Lo llamé y me extendí una invitación a mí misma. (Más tarde me dijo que había querido pedírmelo de nuevo, pero que se sentía inseguro tras mi primera negativa; yo había estado demasiado metida en mi cabeza para darme cuenta de que él también tenía inquietudes).
Cuando bajé del avión con el corazón palpitante, allí estaba él, con un aspecto aún más sexy del que recordaba y con la misma gorra manchada de sudor que había llevado en el sendero. Sonrió y la señaló con el dedo, esperando que yo aprobara su estúpido gesto de “¿Te acuerdas de mí?”. Y sí lo recordaba.
El fin de semana fue glorioso y desorientador. Nos alojamos en su casa, que yo pensaba que necesitaba un toque femenino, quizá mío, aunque me aturdía pensar así. Visitamos un parque nacional donde él olvidó traer sus botas y yo olvidé mi chaqueta. Ambos olvidamos comer varias veces. No podíamos dejar de sonreír y tocarnos. Al final del fin de semana, me dijo que me quería.
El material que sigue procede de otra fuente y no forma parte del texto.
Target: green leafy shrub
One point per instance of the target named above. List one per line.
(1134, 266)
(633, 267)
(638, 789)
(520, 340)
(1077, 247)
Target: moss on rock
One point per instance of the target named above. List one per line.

Había aprendido que hay cosas peores que la soledad, como vivir con la persona equivocada, donde cualquier comentario inocente puede desencadenar una pelea en la que ambas partes repiten todas las formas en que se han decepcionado mutuamente. Mi departamento de Las Vegas era al menos todo mío, vacío pero tranquilo.
Antes de conocer a Marty había pensado, a pesar de mi perfil asertivo en las citas, que la soltería podría ser lo mejor para mí, ya que me proporcionaría una vida emocional estable sin subidones vertiginosos ni feas sorpresas. Marty, sin embargo, llevaba años soltero y era más valiente.
No le dije que lo amaba. Esa fue básicamente nuestra primera cita. Pero nos convertimos en una pareja oficial.
Nuestro siguiente fin de semana juntos fue en Arizona, donde pasamos el rato en la cama, hicimos senderismo, nos tomamos de la mano y prácticamente ronroneamos de placer.
Nos separamos en el aeropuerto, pero esta vez me sentí decepcionada cuando entré en mi ordenado departamento. Ya extrañaba a Marty, y era hora de dejar de resistirme a lo que mi corazón ya sabía; quería estar con él. Estaba perdidamente enamorada y totalmente vulnerable.
Justo en ese momento, sonó mi teléfono. “Hola”, dijo.
“Hola”.
“Pensé en llamarte para ver si llegaste bien a casa”.
“Estoy bien. ¿Cómo estás tú?”.
“Bien”.
Eso fue todo. Acordamos que volveríamos a hablar al otro día, algo innecesario, pues, de cualquier manera, hablábamos todos los días. Sabía que llamaba porque también me extrañaba y, a diferencia de mí, no tenía miedo de admitirlo y actuar en consecuencia. También comprendí que era el tipo de compañero que llama para asegurarse de que has llegado bien a casa después de un viaje, aunque sea corto. Nunca nadie me había tratado tan bien.
Colgamos y me quedé inmóvil, tomando algunas decisiones. Esta vez sería diferente; no lo apartaría ni me sentiría insegura. En lugar de eso, me trasladaría a Colorado, lo trataría bien y me casaría. Tenía 31 años y por fin era capaz.
Y eso fue exactamente lo que ocurrió. Nos casamos aquel verano, menos de un año después de nuestra primera llamada, en un prado de montaña, rodeados de amigos y familiares. Se acerca nuestro aniversario número 30 y nuestros hijos ya son mayores.
Algunos pensaban que no podía durar, que casarse tras unas cuantas visitas y algunas conversaciones es una locura. Pero yo creo que la falta de tiempo fue irrelevante. Puede que nuestro encuentro en Utah fuera pura suerte, pero todo lo que hicimos después fue todo lo deliberado y honesto que podíamos ser dadas las circunstancias. Esa es la parte crucial. El amor es demasiado importante para conformarse con menos.